The standard identifies that the auditor must communicate all material weakness to management and the audit committee in writing prior to the issuance of the auditor's report on internal control over financial reporting. If the material weakness points to the ineffectiveness of the oversight board over external financial reporting and internal control, the auditor will communicate this material weakness to the board of directors in writing. Significant deficiencies identified must also be communicated to the audit committee in writing. Any other deficiencies identified which are less severe than material weaknesses should be communicated to management in writing and the audit committee should be informed when this communication is made. Repeating of previous written communication of deficiencies by any members in the organization is unnecessary. The auditor is only required to perform tests and communicate deficiencies of internal control in which the auditor is knowledgeable about and therefore should not issue a report communicating that there are no deficiencies less severe than a material weakness.

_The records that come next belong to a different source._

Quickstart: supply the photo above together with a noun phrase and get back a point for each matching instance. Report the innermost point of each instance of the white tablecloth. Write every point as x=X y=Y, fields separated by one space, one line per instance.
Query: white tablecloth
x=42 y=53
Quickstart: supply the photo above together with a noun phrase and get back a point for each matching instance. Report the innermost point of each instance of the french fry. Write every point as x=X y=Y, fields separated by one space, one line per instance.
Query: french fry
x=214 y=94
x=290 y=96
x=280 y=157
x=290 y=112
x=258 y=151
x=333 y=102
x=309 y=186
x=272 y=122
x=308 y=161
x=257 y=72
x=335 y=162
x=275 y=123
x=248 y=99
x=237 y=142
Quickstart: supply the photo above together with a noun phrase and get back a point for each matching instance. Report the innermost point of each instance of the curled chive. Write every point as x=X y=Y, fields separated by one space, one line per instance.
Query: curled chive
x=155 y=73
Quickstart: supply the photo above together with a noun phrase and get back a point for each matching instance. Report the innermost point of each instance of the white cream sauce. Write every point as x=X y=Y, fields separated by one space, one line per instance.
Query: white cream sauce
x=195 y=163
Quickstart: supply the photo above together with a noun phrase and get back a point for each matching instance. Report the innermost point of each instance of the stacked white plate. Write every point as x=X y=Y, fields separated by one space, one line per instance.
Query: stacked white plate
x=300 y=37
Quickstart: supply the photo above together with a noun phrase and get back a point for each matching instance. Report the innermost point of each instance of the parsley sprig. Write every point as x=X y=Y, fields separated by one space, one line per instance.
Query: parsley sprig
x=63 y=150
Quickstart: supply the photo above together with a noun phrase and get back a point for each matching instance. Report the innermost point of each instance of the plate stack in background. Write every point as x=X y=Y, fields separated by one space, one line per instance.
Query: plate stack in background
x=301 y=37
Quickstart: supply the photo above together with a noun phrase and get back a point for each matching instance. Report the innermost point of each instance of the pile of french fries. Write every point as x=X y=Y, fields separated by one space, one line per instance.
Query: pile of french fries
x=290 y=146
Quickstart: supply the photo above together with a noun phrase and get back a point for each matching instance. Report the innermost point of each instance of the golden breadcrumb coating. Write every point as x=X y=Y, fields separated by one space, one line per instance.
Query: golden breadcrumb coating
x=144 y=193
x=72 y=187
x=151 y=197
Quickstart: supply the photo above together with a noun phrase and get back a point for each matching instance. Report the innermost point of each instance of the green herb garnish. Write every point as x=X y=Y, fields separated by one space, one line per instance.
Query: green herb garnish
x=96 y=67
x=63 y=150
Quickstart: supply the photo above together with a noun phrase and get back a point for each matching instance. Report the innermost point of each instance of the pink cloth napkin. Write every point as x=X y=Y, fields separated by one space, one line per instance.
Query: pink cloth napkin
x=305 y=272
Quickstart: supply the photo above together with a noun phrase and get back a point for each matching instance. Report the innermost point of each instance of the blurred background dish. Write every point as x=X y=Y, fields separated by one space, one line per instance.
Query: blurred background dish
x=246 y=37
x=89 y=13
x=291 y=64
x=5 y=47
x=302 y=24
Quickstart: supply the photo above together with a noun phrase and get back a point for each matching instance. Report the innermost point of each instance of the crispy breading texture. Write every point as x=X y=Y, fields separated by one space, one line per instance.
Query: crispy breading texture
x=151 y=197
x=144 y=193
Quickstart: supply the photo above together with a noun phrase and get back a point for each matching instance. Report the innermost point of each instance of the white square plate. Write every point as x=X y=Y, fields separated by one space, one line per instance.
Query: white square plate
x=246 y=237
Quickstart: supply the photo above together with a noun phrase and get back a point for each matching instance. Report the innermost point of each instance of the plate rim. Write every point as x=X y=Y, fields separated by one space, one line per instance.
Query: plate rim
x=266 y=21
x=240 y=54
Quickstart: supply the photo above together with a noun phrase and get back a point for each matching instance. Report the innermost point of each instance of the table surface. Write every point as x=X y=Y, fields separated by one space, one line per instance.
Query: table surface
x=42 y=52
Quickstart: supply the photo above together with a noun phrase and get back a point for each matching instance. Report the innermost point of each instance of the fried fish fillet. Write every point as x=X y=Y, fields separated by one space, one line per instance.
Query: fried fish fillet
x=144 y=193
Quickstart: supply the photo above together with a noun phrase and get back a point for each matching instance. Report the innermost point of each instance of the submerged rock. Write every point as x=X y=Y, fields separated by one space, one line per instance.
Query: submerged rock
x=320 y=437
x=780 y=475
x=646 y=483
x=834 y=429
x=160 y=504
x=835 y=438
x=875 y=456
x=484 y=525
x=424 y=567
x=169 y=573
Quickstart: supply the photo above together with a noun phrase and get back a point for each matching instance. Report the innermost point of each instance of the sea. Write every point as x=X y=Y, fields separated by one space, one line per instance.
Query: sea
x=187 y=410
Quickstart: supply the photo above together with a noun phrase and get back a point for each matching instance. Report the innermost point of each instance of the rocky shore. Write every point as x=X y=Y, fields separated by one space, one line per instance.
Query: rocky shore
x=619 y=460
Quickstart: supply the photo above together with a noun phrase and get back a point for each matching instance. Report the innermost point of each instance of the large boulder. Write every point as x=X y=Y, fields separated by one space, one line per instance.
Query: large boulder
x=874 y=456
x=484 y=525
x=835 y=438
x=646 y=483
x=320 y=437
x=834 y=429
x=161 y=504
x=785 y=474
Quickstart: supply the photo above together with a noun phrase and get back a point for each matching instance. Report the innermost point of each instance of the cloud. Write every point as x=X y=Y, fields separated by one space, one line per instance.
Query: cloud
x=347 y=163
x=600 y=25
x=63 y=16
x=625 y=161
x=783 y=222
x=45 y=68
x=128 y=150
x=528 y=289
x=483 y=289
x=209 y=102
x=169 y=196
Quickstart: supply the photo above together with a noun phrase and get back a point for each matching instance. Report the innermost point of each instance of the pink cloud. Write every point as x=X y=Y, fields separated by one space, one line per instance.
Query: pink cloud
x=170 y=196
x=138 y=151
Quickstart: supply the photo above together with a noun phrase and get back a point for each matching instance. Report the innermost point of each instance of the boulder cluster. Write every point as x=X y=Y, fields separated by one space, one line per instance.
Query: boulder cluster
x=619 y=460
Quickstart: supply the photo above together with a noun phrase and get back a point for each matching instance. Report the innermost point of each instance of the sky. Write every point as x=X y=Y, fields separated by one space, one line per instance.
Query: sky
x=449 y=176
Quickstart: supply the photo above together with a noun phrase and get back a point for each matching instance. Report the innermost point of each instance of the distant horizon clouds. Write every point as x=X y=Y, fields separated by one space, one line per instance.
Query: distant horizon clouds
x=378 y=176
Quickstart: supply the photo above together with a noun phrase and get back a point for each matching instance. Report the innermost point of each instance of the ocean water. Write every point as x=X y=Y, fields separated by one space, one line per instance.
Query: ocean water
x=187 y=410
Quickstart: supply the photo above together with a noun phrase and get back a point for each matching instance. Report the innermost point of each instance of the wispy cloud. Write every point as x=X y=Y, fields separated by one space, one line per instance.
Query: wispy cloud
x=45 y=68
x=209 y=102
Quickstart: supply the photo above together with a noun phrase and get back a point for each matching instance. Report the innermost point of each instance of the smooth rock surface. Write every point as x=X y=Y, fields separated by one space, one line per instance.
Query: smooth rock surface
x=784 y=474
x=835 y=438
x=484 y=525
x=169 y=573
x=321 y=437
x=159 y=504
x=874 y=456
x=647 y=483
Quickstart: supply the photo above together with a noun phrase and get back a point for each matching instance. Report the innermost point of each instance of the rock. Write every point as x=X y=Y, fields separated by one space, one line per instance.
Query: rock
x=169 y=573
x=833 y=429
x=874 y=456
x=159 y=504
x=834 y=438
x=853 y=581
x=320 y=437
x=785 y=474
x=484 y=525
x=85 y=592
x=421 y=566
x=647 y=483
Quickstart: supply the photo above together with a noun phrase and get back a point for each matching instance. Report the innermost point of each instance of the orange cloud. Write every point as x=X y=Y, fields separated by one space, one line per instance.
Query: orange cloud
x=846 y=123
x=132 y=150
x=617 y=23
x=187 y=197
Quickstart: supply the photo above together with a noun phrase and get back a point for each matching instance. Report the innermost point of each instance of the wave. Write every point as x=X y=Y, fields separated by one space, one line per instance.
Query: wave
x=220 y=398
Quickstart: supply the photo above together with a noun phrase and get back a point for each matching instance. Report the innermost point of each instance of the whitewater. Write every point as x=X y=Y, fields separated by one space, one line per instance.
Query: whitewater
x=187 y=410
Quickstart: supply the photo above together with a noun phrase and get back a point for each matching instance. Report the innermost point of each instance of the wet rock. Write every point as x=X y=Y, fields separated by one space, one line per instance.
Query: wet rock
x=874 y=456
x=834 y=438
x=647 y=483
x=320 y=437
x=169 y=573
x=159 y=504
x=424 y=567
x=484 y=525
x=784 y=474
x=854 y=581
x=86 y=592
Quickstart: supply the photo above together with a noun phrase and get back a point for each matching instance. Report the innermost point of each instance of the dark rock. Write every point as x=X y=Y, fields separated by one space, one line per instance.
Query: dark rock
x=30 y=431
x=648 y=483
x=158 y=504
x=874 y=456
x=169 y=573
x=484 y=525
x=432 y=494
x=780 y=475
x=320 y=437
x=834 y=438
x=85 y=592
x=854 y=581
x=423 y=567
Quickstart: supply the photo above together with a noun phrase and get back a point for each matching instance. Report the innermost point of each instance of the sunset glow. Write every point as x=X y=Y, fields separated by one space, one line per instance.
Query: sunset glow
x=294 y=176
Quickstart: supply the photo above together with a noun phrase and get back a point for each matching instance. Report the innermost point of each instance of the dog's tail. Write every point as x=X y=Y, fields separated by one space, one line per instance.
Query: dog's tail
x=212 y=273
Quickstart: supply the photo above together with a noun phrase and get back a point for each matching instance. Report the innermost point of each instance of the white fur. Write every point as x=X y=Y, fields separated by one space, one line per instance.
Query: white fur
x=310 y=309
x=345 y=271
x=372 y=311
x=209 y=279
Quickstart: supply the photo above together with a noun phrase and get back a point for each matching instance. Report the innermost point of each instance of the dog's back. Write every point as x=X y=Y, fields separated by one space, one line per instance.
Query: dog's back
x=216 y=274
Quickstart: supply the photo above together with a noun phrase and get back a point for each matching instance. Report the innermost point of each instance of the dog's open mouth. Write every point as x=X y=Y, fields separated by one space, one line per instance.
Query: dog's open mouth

The auditor's report on internal control over financial reporting must include a number of details. The title must contain the word "independent" and include a statement saying that management is ultimately responsible for maintaining and assessing effective internal control over financial reporting. The report will identify management's report on internal control and state that it is only the auditor's responsibility to issue an opinion on the company's effectiveness of internal control based on their audit. The definition of internal control as stated in this standard will be provided as well as assurance that the audit was conducted in accordance with the standards of the PCAOB, which require the auditor to plan and perform an audit that provides reasonable assurance whether or not effective internal control over financial reporting was used in all material aspects. The auditor's report must also include statements about the process and understanding of the internal audit as well as the fact that the auditor believes the internal control audit provides reasonable basis for the opinion expressed. A paragraph explaining that due to obvious limitations, internal control may not prevent or detect misstatements of financial reporting and changes in future periods provide risk for controls becoming inadequate. The report must end with the auditor's opinion in all material aspects whether there is effective internal control over financial reporting as of that date followed by a signature, location of issuance, and date.